Somente trabalhadores com carteira assinada são contribuintes do FGTS, o Fundo de Garantia por Tempo de Serviço, que surgiu como compensação para o extinto direito de não demissão depois de dez anos trabalhando no mesmo lugar (estabilidade decenal). Dada sua característica de recolhimento obrigatório, em muitos casos é a única poupança que muitos trabalhadores conseguem construir em sua vida.
Na prática, poucos trabalhadores sem carteira assinada se aposentam dignamente. Isso porque o trabalho informal paga menos que o trabalho com carteira assinada e os trabalhadores informais não conseguem separar parte dessa remuneração para o INSS e não contam com a cota-parte da contribuição de seu empregador, que só é separada por obrigação legal quando existe vínculo de carteira assinada.
A questão da aposentadoria é particularmente cruel para as prostitutas, pois o trabalho sexual é uma carreira estafante e curta, que acaba sem qualquer garantia de descanso. Não por acaso, o projeto de lei de autoria de Jean Wyllys prevê a aposentadoria especial para a categoria.
Também o acesso às linhas de crédito e financiamento está condicionado à comprovação de renda fixa, o que significa, na realidade dos trabalhadores, ter uma carteira assinada. Com ela, consegue-se a casa própria, o carro, a TV, a geladeira.
Atualmente, prostitutas não contam com nenhum desses benefícios, não obstante trabalhem tanto ou mais que qualquer bancário, administradora, empregado doméstico, professora, servidores públicos. Não obstante sejam arrimos de muitas famílias.
Para os cafetões significa dor de cabeça
Ao reconhecermos a profissão da prostituta, reconhecemos reflexamente o status de empregador dos cafetões. Todo empregador sabe a dor de cabeça que isso é, até por isso as leis trabalhistas são alvo fixo da FIESP, o clube dos empresários.
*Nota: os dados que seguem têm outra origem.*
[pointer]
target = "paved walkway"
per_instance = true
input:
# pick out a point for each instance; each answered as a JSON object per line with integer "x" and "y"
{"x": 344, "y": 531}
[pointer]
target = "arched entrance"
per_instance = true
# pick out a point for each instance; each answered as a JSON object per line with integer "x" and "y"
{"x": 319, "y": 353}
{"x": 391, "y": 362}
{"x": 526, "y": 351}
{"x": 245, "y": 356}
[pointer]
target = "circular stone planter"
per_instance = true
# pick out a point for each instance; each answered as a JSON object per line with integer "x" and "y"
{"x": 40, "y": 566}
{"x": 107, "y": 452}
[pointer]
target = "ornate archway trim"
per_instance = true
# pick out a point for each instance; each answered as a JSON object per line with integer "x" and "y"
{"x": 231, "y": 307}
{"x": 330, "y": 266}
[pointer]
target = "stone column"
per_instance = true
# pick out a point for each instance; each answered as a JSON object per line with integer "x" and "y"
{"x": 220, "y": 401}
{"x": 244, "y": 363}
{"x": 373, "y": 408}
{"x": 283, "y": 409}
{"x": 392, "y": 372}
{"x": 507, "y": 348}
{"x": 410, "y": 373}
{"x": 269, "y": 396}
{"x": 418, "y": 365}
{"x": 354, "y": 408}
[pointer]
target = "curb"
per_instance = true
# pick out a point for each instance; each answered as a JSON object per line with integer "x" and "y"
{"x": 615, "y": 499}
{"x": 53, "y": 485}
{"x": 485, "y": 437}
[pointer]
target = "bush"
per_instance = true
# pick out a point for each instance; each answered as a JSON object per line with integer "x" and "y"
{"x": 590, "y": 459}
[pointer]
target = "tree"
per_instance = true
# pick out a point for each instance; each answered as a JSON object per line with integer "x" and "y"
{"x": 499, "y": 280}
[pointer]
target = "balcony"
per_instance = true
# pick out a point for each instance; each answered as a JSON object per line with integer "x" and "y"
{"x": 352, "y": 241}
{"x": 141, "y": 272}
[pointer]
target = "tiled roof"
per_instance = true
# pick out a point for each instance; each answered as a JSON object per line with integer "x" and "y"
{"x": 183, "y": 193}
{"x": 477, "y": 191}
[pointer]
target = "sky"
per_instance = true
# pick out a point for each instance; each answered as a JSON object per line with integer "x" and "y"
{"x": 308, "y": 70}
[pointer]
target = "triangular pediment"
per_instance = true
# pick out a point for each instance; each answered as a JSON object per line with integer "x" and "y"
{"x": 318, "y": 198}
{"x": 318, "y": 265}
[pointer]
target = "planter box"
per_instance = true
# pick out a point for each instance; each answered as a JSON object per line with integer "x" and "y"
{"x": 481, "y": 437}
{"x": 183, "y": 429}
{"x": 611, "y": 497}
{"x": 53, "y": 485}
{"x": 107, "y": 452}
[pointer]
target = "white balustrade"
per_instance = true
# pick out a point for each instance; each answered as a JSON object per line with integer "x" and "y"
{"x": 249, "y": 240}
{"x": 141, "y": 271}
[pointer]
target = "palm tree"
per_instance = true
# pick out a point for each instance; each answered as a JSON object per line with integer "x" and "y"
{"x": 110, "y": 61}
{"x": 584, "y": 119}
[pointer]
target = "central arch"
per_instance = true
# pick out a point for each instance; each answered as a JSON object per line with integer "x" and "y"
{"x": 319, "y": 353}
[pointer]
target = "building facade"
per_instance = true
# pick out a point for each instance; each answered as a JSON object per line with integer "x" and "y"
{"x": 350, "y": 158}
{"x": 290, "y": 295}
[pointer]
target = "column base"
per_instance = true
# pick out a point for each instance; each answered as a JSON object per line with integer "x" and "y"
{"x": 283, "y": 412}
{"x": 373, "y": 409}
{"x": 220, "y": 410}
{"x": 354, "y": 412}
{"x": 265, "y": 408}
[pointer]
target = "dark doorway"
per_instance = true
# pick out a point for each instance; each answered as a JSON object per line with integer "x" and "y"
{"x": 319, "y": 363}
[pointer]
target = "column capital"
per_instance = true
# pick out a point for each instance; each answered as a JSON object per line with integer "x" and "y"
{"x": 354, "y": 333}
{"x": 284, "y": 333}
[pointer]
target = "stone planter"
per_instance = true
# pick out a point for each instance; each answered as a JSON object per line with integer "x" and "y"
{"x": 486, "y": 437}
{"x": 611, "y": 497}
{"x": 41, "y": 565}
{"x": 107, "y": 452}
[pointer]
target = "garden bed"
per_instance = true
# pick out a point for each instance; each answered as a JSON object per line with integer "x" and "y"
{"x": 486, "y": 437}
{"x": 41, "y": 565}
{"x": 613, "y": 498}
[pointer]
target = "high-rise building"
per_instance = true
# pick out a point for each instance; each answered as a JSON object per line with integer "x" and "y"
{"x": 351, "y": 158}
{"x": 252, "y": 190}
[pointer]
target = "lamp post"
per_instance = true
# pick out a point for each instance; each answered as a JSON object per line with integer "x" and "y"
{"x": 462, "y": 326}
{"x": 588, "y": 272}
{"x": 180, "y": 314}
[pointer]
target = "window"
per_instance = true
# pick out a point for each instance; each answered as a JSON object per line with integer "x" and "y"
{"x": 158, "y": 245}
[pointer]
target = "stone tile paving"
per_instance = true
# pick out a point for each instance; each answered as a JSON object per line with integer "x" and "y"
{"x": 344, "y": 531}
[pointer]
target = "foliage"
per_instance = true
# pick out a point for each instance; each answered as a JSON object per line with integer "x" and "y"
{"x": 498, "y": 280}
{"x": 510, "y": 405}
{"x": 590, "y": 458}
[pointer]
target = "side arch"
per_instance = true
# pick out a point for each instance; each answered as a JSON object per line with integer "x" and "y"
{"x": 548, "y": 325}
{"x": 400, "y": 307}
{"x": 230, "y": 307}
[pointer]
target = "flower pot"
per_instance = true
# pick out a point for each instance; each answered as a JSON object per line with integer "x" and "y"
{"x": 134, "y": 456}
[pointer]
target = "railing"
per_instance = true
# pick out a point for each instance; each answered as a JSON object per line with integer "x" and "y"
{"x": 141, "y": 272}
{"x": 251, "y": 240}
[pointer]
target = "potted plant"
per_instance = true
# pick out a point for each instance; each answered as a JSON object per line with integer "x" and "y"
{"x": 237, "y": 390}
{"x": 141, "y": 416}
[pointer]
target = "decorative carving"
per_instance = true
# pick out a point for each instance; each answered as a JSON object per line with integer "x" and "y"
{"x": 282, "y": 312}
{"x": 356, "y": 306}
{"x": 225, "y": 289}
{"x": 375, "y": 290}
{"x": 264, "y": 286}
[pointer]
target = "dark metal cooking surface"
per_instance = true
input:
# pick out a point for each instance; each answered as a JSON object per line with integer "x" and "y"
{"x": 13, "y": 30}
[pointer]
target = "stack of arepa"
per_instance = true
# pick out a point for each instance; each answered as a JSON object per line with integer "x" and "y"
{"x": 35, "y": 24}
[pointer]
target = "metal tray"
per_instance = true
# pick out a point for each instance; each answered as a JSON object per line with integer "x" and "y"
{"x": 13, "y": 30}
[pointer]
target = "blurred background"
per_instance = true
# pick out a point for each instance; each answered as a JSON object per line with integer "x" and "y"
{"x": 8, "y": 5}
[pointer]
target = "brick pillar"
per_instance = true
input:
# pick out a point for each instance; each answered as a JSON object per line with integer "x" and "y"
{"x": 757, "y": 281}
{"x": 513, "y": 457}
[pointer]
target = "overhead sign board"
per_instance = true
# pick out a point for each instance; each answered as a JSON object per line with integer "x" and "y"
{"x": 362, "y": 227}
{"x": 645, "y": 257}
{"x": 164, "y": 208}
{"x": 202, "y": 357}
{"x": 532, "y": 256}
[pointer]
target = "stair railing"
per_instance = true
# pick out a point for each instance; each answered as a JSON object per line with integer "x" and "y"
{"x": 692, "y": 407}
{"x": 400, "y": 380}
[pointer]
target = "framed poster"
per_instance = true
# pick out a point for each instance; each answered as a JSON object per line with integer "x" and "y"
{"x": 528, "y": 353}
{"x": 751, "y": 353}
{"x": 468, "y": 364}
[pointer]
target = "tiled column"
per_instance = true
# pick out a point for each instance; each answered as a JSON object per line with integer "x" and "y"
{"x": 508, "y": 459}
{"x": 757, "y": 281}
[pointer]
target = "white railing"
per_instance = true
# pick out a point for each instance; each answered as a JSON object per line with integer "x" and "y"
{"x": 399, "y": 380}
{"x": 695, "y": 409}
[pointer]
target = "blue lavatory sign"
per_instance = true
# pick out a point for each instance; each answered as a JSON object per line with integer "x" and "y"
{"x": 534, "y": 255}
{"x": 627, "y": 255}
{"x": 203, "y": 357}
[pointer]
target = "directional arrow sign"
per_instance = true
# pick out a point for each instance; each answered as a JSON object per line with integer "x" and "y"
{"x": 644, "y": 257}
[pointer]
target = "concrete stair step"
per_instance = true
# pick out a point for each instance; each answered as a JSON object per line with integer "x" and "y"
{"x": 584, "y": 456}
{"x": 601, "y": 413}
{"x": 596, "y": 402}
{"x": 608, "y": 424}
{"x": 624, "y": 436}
Como empregadores, os cafetões ficam obrigados a pagar todos os benefícios elencados acima, sob pena de multa e outras sanções aplicáveis pelo Ministério do Trabalho e Emprego.[4] Caso não cumpram essas obrigações trabalhistas, poderão ser acionados na justiça e terão que pagar os valores com juros e correção monetária.
Na medida em que aumentamos os deveres dos cafetões com as prostitutas, o poder dos mesmos sobre elas diminui. É fácil ver que empregadores têm menos poder sobre seus empregados do que cafetões sobre prostitutas.
Atualmente, as prostitutas não têm como se defender de seus cafetões sem prejudicar seu sustento, primeiro porque chamar a polícia ou a justiça implicará no fechamento do prostíbulo, depois, porque dependem de seus agenciadores para cobrar clientes e fornecer-lhes segurança. Aceitam o que vier, não há alternativa.
Como profissionais, as prostitutas contarão com o Estado ao seu lado para se defenderem dos cafetões sem que percam o seu ganha-pão ou caiam nas mãos de policiais mal preparados. Suas condições de trabalho serão regulamentadas pelo Estado, não ficarão na discricionariedade dos puteiros.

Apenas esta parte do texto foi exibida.